Exclusive-Cassava Sciences fait l’objet d’une enquête criminelle américaine liée au médicament contre la maladie d’Alzheimer, selon des sources

Par Marisa Taylor et Mike Spector

WASHINGTON (Reuters) – Le ministère américain de la Justice a ouvert une enquête criminelle sur Cassava Sciences Inc, pour savoir si la société de biotechnologie a manipulé les résultats de la recherche pour son médicament expérimental contre la maladie d’Alzheimer, ont déclaré deux personnes proches de l’enquête.

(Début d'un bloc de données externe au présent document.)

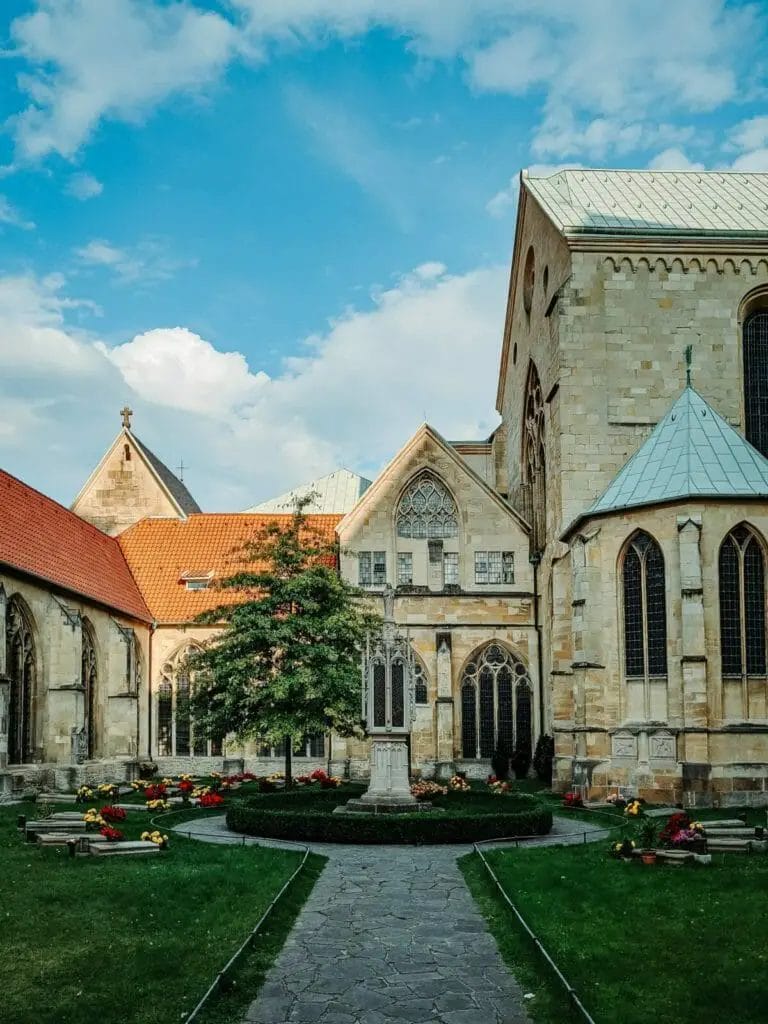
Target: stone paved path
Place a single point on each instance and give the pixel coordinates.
(388, 935)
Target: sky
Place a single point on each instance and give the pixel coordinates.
(281, 229)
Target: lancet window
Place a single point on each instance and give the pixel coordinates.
(534, 460)
(755, 343)
(89, 682)
(742, 617)
(22, 668)
(427, 510)
(176, 734)
(496, 698)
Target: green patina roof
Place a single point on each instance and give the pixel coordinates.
(691, 453)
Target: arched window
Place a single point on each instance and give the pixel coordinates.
(644, 616)
(420, 683)
(756, 379)
(89, 681)
(427, 510)
(742, 620)
(496, 704)
(22, 668)
(176, 735)
(534, 460)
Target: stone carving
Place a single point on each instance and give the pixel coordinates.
(624, 744)
(663, 747)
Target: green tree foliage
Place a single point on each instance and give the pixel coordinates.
(288, 659)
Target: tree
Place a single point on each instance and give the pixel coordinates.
(287, 663)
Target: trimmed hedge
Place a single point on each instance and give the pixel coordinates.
(308, 816)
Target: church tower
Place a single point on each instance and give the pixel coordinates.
(129, 483)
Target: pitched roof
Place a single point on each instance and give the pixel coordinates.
(175, 486)
(691, 453)
(43, 539)
(653, 202)
(338, 492)
(161, 551)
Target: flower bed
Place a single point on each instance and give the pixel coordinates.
(459, 817)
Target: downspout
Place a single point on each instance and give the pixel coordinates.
(536, 561)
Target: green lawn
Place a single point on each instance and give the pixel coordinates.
(662, 944)
(133, 941)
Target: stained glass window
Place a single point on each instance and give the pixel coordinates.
(644, 608)
(427, 510)
(496, 704)
(742, 619)
(756, 380)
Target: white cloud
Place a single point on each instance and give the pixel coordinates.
(10, 216)
(674, 160)
(147, 262)
(176, 368)
(84, 186)
(109, 58)
(346, 400)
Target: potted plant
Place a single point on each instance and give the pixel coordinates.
(646, 835)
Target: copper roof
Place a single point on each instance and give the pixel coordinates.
(42, 539)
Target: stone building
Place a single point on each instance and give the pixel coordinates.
(74, 647)
(595, 569)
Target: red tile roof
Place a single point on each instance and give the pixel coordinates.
(43, 539)
(161, 551)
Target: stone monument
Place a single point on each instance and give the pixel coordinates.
(388, 711)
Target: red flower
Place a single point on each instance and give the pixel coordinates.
(211, 800)
(110, 834)
(113, 813)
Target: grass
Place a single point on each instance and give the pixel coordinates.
(662, 944)
(133, 941)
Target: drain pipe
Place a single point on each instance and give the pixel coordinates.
(536, 560)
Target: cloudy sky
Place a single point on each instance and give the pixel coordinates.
(281, 229)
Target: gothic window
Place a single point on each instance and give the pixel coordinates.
(534, 460)
(496, 704)
(420, 683)
(22, 668)
(89, 682)
(427, 510)
(742, 619)
(644, 612)
(756, 379)
(176, 733)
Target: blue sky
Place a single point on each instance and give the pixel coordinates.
(281, 229)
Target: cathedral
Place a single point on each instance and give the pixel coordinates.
(593, 571)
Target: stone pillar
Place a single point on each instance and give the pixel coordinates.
(694, 704)
(443, 710)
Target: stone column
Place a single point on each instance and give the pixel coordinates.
(694, 710)
(444, 710)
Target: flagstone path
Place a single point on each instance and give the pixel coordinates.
(389, 935)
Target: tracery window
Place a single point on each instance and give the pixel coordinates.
(427, 510)
(496, 704)
(89, 682)
(742, 617)
(644, 613)
(176, 733)
(534, 460)
(755, 342)
(22, 668)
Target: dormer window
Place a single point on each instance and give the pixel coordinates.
(197, 581)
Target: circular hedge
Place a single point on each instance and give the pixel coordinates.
(459, 817)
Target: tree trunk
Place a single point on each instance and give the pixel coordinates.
(289, 755)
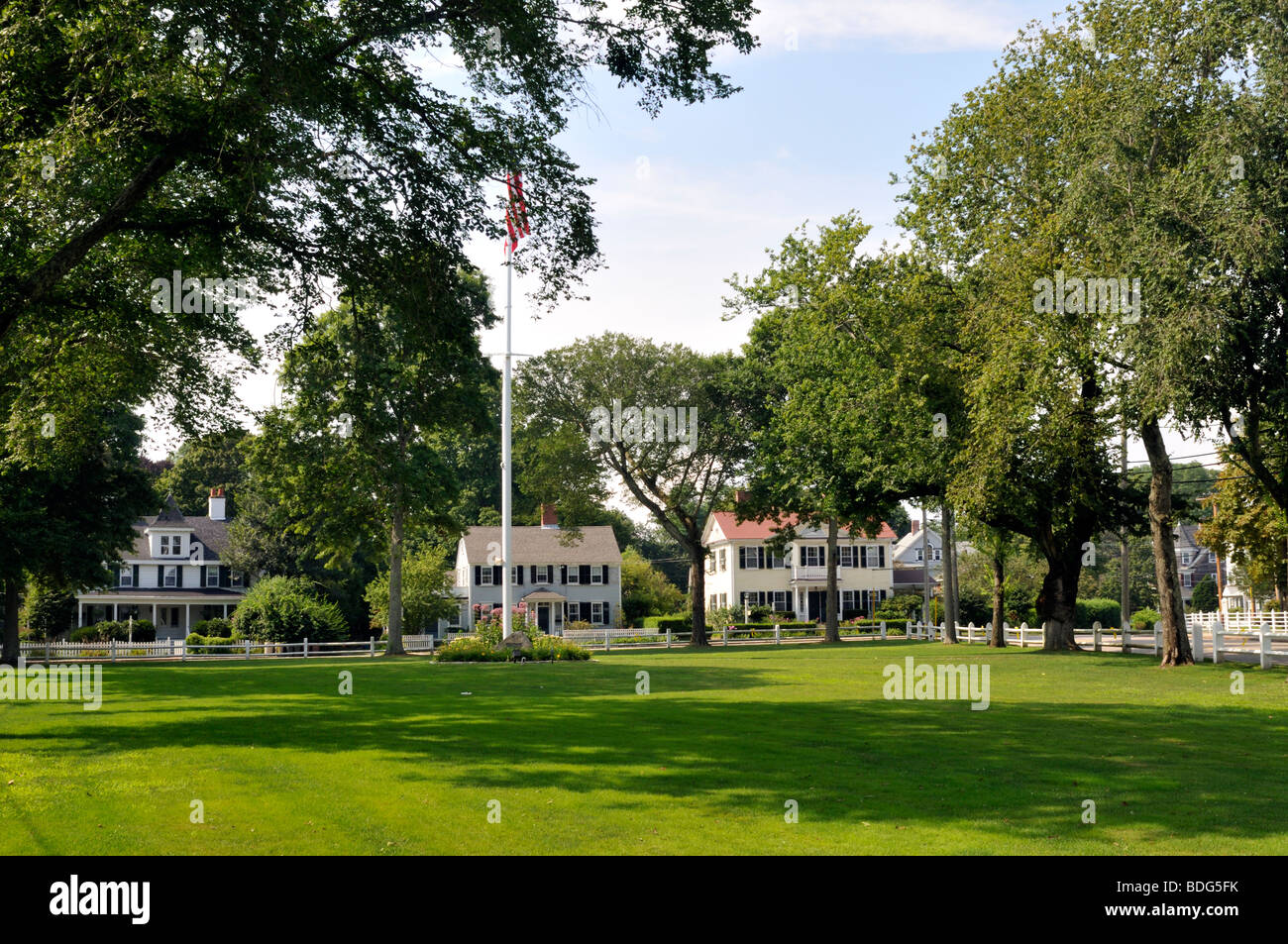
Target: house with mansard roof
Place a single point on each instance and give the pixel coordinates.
(743, 570)
(174, 575)
(558, 581)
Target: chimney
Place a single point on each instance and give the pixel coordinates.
(217, 510)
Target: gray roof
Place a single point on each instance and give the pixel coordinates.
(533, 545)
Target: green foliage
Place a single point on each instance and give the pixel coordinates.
(426, 592)
(645, 591)
(217, 626)
(284, 609)
(1106, 612)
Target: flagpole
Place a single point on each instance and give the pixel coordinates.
(506, 590)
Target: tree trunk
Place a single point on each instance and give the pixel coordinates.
(949, 570)
(999, 636)
(1059, 596)
(832, 630)
(9, 655)
(395, 647)
(1171, 603)
(698, 595)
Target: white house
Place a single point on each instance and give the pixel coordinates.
(172, 575)
(742, 570)
(559, 583)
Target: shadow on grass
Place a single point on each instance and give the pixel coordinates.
(1180, 769)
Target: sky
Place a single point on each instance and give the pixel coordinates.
(828, 106)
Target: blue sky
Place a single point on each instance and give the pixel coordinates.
(828, 107)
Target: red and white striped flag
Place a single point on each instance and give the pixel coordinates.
(515, 213)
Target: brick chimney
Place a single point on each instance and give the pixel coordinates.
(217, 509)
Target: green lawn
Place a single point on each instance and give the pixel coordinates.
(702, 764)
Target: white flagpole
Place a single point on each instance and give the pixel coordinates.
(506, 590)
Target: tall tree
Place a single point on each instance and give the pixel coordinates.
(593, 404)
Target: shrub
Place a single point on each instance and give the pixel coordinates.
(218, 626)
(1098, 609)
(1144, 620)
(554, 649)
(284, 609)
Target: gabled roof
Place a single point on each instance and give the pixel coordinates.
(763, 531)
(533, 545)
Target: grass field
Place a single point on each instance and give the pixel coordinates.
(580, 763)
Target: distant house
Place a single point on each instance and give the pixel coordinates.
(172, 576)
(741, 569)
(579, 582)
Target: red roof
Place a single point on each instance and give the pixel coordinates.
(733, 528)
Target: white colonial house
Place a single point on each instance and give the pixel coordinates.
(741, 569)
(558, 583)
(172, 575)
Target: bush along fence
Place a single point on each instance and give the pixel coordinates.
(209, 648)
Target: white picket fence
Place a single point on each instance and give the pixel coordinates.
(178, 649)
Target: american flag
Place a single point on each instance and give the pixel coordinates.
(515, 213)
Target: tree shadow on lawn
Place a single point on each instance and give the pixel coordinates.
(1017, 768)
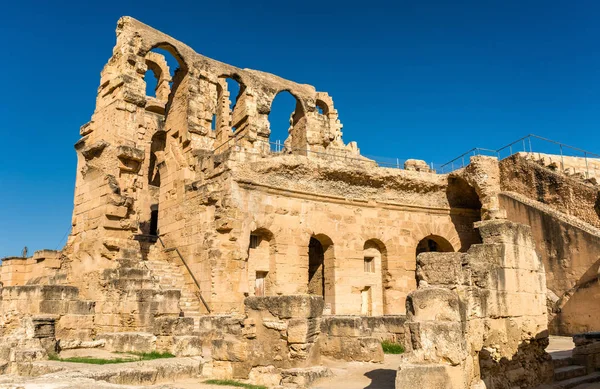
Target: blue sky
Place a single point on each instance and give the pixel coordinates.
(410, 79)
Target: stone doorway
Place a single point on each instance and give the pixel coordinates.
(321, 270)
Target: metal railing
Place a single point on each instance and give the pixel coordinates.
(278, 147)
(526, 145)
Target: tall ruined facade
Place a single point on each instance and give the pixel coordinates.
(192, 230)
(314, 218)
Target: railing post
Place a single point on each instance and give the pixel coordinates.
(562, 160)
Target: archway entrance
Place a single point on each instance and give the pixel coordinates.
(316, 268)
(321, 270)
(434, 243)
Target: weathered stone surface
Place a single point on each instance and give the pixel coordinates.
(128, 341)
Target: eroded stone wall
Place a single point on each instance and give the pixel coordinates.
(479, 319)
(569, 251)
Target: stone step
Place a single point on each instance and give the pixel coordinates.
(568, 372)
(133, 283)
(574, 382)
(562, 362)
(127, 272)
(130, 373)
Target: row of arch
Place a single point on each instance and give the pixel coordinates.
(286, 109)
(321, 265)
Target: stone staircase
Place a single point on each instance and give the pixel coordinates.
(567, 375)
(171, 275)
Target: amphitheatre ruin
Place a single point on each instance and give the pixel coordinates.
(193, 237)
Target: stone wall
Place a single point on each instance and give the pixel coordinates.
(358, 338)
(43, 266)
(479, 318)
(279, 332)
(585, 168)
(568, 195)
(569, 251)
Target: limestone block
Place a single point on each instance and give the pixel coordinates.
(438, 341)
(429, 377)
(186, 346)
(297, 306)
(436, 304)
(365, 349)
(344, 326)
(268, 376)
(231, 349)
(128, 341)
(302, 330)
(441, 268)
(168, 325)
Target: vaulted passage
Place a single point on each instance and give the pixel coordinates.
(434, 243)
(316, 268)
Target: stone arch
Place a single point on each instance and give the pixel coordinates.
(158, 66)
(321, 275)
(295, 118)
(322, 107)
(261, 262)
(375, 268)
(157, 148)
(229, 110)
(434, 243)
(296, 140)
(171, 50)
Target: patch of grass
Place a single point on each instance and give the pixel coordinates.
(130, 357)
(391, 347)
(234, 383)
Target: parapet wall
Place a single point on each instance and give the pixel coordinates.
(569, 250)
(566, 194)
(479, 319)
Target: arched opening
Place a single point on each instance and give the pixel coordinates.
(321, 271)
(285, 112)
(228, 116)
(322, 107)
(153, 220)
(260, 263)
(434, 243)
(157, 148)
(374, 273)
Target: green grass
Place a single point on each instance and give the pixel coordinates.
(391, 347)
(131, 357)
(234, 383)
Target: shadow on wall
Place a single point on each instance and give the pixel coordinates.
(527, 368)
(381, 379)
(462, 195)
(575, 311)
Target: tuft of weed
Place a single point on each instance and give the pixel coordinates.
(391, 347)
(234, 383)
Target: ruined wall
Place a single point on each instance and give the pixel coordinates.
(569, 251)
(42, 267)
(479, 319)
(566, 194)
(583, 168)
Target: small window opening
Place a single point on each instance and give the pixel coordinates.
(154, 222)
(254, 241)
(259, 286)
(213, 123)
(369, 265)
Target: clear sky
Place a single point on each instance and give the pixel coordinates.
(410, 79)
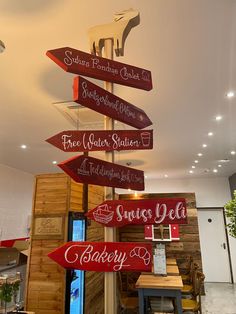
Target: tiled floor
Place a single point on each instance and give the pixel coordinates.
(220, 298)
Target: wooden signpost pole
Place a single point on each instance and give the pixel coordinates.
(110, 302)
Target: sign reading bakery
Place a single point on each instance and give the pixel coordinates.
(95, 171)
(79, 62)
(119, 213)
(82, 141)
(104, 256)
(106, 103)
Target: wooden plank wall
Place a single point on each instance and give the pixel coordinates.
(58, 194)
(189, 243)
(46, 280)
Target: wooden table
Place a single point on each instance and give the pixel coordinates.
(160, 286)
(171, 261)
(172, 270)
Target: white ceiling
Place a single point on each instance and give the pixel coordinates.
(190, 47)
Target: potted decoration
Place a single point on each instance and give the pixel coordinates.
(230, 211)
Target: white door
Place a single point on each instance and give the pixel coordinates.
(213, 243)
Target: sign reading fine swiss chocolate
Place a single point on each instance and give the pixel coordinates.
(82, 63)
(100, 100)
(104, 256)
(95, 171)
(119, 213)
(83, 141)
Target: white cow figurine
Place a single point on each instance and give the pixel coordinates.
(117, 30)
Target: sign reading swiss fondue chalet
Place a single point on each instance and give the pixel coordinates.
(79, 62)
(104, 256)
(119, 213)
(82, 141)
(95, 171)
(104, 102)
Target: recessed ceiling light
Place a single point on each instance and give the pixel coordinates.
(230, 94)
(2, 46)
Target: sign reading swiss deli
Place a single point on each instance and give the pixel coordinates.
(104, 256)
(119, 213)
(83, 141)
(95, 171)
(82, 63)
(104, 102)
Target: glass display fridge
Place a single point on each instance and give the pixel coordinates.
(75, 278)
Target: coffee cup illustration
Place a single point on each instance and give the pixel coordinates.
(145, 137)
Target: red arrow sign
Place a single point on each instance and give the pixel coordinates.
(100, 100)
(140, 212)
(95, 171)
(83, 141)
(79, 62)
(104, 256)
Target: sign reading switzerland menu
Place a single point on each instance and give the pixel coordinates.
(83, 141)
(79, 62)
(118, 213)
(95, 171)
(100, 100)
(104, 256)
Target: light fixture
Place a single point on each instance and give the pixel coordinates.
(230, 94)
(2, 46)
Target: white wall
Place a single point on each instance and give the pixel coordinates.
(16, 193)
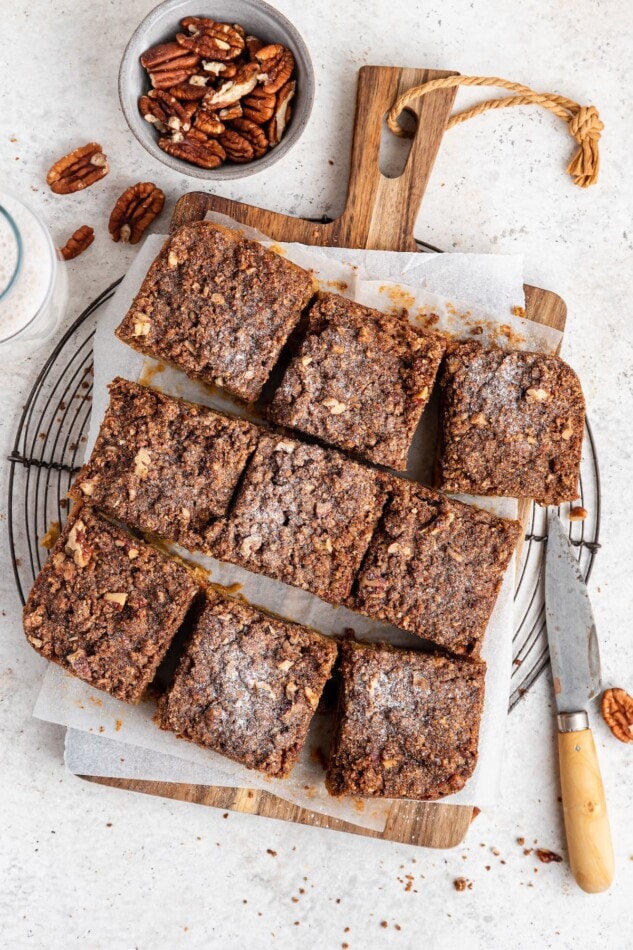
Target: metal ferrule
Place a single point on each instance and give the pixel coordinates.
(573, 722)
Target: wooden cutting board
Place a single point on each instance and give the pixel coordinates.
(379, 213)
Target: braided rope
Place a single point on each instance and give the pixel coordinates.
(584, 122)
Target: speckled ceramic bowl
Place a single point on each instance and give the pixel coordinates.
(257, 18)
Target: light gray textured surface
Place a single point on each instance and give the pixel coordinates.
(90, 867)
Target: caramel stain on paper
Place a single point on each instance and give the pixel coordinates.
(400, 298)
(234, 588)
(150, 372)
(318, 756)
(49, 539)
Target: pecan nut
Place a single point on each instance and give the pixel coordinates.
(617, 712)
(166, 56)
(276, 65)
(233, 90)
(237, 147)
(77, 243)
(259, 106)
(153, 112)
(205, 154)
(253, 133)
(253, 45)
(277, 125)
(213, 41)
(231, 112)
(134, 211)
(78, 170)
(209, 123)
(177, 119)
(188, 91)
(168, 64)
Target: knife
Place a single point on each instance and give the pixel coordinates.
(575, 660)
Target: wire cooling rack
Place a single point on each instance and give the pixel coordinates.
(48, 450)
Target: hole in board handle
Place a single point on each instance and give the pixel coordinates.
(394, 151)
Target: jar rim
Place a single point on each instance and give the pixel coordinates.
(54, 262)
(18, 243)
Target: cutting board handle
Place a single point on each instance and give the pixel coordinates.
(585, 811)
(381, 212)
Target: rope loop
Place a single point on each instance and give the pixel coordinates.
(583, 122)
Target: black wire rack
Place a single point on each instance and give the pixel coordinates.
(48, 450)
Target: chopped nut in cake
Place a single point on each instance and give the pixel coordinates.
(248, 685)
(434, 567)
(165, 466)
(218, 306)
(407, 723)
(106, 606)
(303, 515)
(512, 424)
(360, 380)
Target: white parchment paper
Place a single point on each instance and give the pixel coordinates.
(107, 737)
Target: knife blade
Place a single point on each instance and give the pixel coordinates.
(571, 629)
(575, 661)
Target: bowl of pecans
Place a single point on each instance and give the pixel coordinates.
(217, 90)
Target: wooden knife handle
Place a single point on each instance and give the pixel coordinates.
(585, 811)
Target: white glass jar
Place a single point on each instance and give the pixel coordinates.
(33, 285)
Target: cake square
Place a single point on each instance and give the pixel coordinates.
(407, 723)
(218, 306)
(303, 515)
(512, 424)
(248, 685)
(106, 606)
(165, 466)
(360, 380)
(434, 567)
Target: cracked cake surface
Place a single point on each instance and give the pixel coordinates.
(407, 723)
(165, 466)
(434, 567)
(248, 685)
(106, 606)
(303, 515)
(360, 380)
(512, 424)
(218, 306)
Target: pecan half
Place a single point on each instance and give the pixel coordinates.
(209, 123)
(176, 118)
(214, 68)
(237, 147)
(169, 64)
(276, 66)
(77, 170)
(153, 113)
(213, 41)
(259, 106)
(231, 112)
(233, 90)
(165, 56)
(207, 154)
(253, 45)
(617, 712)
(194, 24)
(77, 244)
(187, 91)
(277, 125)
(134, 212)
(254, 134)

Le personnel du ministère de la Justice enquêtant sur Cassava, basé à Austin, au Texas, se spécialise dans l’enquête pour savoir si des entreprises ou des individus ont induit en erreur ou fraudé des investisseurs, des agences gouvernementales ou des consommateurs, selon les sources, qui ont parlé sous couvert d’anonymat. Les sources n’ont pas fourni de détails sur l’objet de l’enquête ou si le ministère examinait des individus spécifiques.

Comme pour toute enquête du ministère de la Justice, elle pourrait conduire à des accusations criminelles ou être close sans inculpation.

Dans une déclaration envoyée par courrier électronique, Kate Watson Moss, une avocate représentant Cassava, n’a ni confirmé ni nié l’existence de l’enquête criminelle du ministère de la Justice.

“Pour être clair, Cassava Sciences nie avec véhémence toutes les allégations d’actes répréhensibles”, a déclaré Watson Moss, ajoutant que la société “n’a jamais été accusée d’aucun crime, et avec raison – Cassava Sciences n’a jamais commis de comportement criminel”.

Watson Moss a ajouté que Cassava Sciences avait reçu des demandes confidentielles d’informations d’agences gouvernementales, mais a refusé d’identifier ces agences. Watson Moss a déclaré que « Cassava Sciences a fourni des informations en réponse à ces demandes en pleine conformité avec ses obligations légales ». Watson Moss a ajouté qu’aucune agence gouvernementale n’a accusé l’entreprise d’actes répréhensibles.

Un porte-parole du ministère de la Justice a refusé de commenter.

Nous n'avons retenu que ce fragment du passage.